A Sara le encantaba oír a su madre hablarle de cuando eran pequeñas, pero ahora tenía una sensación tan nítida del paso del tiempo que le resultaba penoso escucharla.
– ¿Cómo está Jeffrey? -preguntó Cathy.
Sara tomó un sorbo de su té amargo.
– Bien.
– Esto ha sido muy duro para él -dijo Cathy, sacando un tubo de crema para manos de su bolso-. Siempre fue como un hermano mayor para Tessa.
Sara nunca lo había considerado, pero era cierto. Si ella había estado aterrada durante el incidente del bosque, Jeffrey estaba igual de asustado.
– Empiezo a comprender por qué ya no estás furiosa con él -dijo Cathy mientras le ponía crema a Tessa en las manos-. ¿Recuerdas aquella vez que se fue en coche a Florida para ir a buscarla?
Sara soltó una carcajada, sobre todo porque le sorprendía haber olvidado la historia. Años atrás, en unas vacaciones de primavera de la facultad, el coche de Tessa quedó totalmente destrozado tras chocar contra un camión robado que transportaba cervezas, y Jeffrey condujo hasta Panama City en plena noche para hablar con los policías de la localidad y recogerla.

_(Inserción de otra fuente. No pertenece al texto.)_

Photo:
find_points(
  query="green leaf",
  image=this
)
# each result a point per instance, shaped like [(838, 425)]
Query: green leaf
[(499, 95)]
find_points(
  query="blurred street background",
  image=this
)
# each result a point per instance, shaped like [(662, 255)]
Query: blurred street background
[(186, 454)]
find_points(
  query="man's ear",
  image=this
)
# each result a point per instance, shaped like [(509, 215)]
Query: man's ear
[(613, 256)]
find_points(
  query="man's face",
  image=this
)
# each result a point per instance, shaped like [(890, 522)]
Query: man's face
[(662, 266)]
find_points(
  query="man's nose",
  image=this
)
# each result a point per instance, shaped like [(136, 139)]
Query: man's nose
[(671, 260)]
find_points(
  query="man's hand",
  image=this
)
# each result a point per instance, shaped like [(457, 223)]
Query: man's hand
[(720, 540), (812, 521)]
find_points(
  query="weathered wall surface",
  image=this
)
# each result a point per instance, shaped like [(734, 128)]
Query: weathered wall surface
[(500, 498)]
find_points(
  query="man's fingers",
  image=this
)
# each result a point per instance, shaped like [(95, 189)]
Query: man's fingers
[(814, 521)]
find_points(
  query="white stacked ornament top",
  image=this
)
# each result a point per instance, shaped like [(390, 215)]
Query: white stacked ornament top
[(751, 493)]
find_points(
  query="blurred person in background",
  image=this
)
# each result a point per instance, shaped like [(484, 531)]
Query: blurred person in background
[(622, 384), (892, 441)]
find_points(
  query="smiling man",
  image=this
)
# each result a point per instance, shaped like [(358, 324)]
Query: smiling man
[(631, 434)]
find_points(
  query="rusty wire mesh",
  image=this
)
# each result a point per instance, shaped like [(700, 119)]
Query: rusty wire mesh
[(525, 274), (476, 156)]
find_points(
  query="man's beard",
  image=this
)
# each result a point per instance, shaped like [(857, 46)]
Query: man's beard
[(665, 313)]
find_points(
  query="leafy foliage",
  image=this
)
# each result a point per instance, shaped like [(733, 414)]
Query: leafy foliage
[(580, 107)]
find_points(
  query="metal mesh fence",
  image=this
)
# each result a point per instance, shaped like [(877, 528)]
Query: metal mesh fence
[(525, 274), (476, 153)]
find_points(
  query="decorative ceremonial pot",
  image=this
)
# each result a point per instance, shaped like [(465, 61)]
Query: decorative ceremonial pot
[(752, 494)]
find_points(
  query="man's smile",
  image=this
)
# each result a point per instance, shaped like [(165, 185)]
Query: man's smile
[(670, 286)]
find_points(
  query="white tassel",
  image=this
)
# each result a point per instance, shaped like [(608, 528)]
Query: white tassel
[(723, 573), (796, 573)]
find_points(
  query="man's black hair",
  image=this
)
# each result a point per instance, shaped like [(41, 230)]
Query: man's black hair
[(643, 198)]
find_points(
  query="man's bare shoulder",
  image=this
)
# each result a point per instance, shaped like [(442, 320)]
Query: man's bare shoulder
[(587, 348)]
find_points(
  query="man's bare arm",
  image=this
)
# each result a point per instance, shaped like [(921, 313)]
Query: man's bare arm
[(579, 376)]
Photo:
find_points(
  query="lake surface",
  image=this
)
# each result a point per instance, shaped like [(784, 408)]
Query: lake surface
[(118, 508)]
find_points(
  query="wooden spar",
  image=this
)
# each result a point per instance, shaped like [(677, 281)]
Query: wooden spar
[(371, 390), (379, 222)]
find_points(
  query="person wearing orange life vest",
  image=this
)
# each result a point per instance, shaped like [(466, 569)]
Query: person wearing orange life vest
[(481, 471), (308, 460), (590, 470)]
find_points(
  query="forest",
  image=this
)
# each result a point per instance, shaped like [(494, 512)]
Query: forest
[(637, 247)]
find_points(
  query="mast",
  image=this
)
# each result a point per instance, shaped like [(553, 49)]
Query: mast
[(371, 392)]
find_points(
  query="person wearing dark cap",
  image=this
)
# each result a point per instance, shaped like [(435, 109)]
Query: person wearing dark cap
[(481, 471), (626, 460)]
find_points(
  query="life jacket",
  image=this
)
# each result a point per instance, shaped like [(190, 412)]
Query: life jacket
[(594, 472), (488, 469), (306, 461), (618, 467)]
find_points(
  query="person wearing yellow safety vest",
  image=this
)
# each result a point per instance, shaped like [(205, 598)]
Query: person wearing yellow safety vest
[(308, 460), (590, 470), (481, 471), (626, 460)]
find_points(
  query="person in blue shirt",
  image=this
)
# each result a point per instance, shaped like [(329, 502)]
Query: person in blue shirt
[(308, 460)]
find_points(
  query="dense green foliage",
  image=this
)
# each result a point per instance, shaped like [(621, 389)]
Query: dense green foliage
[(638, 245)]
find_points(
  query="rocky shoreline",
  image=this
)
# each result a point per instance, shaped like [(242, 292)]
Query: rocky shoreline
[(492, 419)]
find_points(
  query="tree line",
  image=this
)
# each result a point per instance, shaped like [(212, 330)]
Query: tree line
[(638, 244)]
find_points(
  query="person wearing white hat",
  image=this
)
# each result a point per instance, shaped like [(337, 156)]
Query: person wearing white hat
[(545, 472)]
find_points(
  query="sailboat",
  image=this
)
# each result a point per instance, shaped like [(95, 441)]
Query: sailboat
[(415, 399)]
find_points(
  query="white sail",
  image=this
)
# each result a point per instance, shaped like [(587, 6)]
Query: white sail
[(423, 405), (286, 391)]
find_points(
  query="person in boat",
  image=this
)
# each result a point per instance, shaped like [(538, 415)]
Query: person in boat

– Tessa no quería que tu padre fuera a buscarla -dijo Cathy-. No quería ni que se lo mencionáramos.
– Papá se habría pasado el viaje repitiéndole: «Ya te lo había dicho» -le recordó Sara.
Eddie había dicho que sólo un idiota se llevaría un MG descapotable a Florida, donde había veinte mil universitarios borrachos.